Washington, D.C.—Today WOLA releases the results of an investigation into the treatment of unaccompanied Mexican migrant children detained at the U.S.-Mexico border. Every year, the Border Patrol apprehends approximately 15,000 unaccompanied Mexican kids. According to an UNHCR report, nearly 60 percent of Mexican children reference violence as a reason for leaving. Yet, less than 5 percent get a chance to make their case before an immigration judge to determine whether they have a valid claim for protection in the United States.
WOLA is releasing today an investigative video and report on this issue. Through interviews with migrant children, Border Patrol, Mexican authorities, and experts, WOLA’s video and report show that unless Mexican children can prove to a Border Patrol agent that they face a credible risk of falling victim to persecution or trafficking, they are sent straight back home, without a chance for due process. In contrast, according to U.S. law, migrant children from other countries[i] are automatically entitled to an immigration hearing. Through the voice of the children, the video also demonstrates why Border Patrol is not properly equipped to assess whether these children should be referred for further screening.
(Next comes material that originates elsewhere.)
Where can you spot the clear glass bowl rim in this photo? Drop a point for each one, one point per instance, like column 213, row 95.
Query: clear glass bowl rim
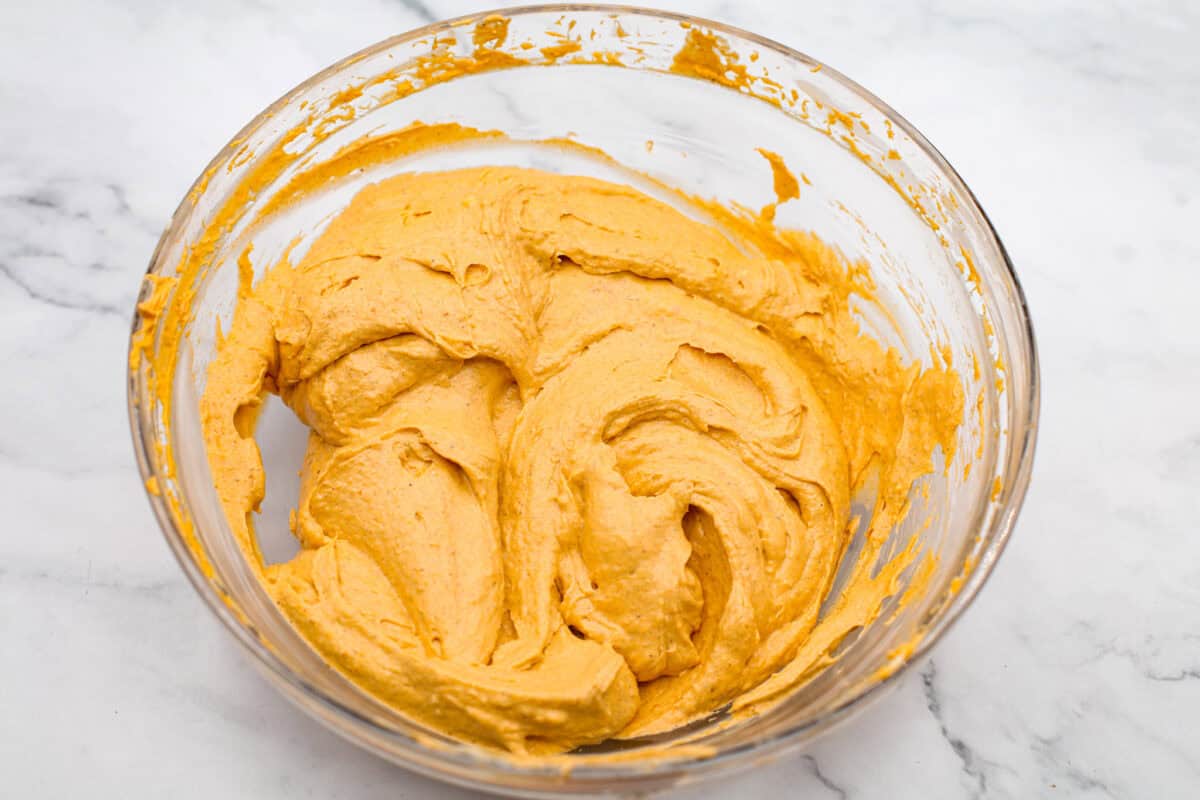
column 299, row 690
“The U.S. government has a responsibility to make sure these children are properly screened and protected. Each kid’s story should be heard,” said Maureen Meyer, Senior Associate for the Washington Office on Latin America. “All children deserve the right to protections from violence. At a minimum Border Patrol should be better trained to screen these children and detect victims of trafficking, persecution, or other forms of abuse,” said Meyer.
WOLA’s report offers a series of recommendations both for the United States and Mexico to better protect Mexican children fleeing violence, including additional investment in violence prevention programs in Mexico.
“Both Mexico and the United States are failing to help and protect these children fleeing violence, often returning them to environments that could put their lives at risk,” said Meyer.
WOLA encourages news organizations to embed this video in their online portals and to share through social media.
[i] Except Mexico and Canada for being a contiguous country.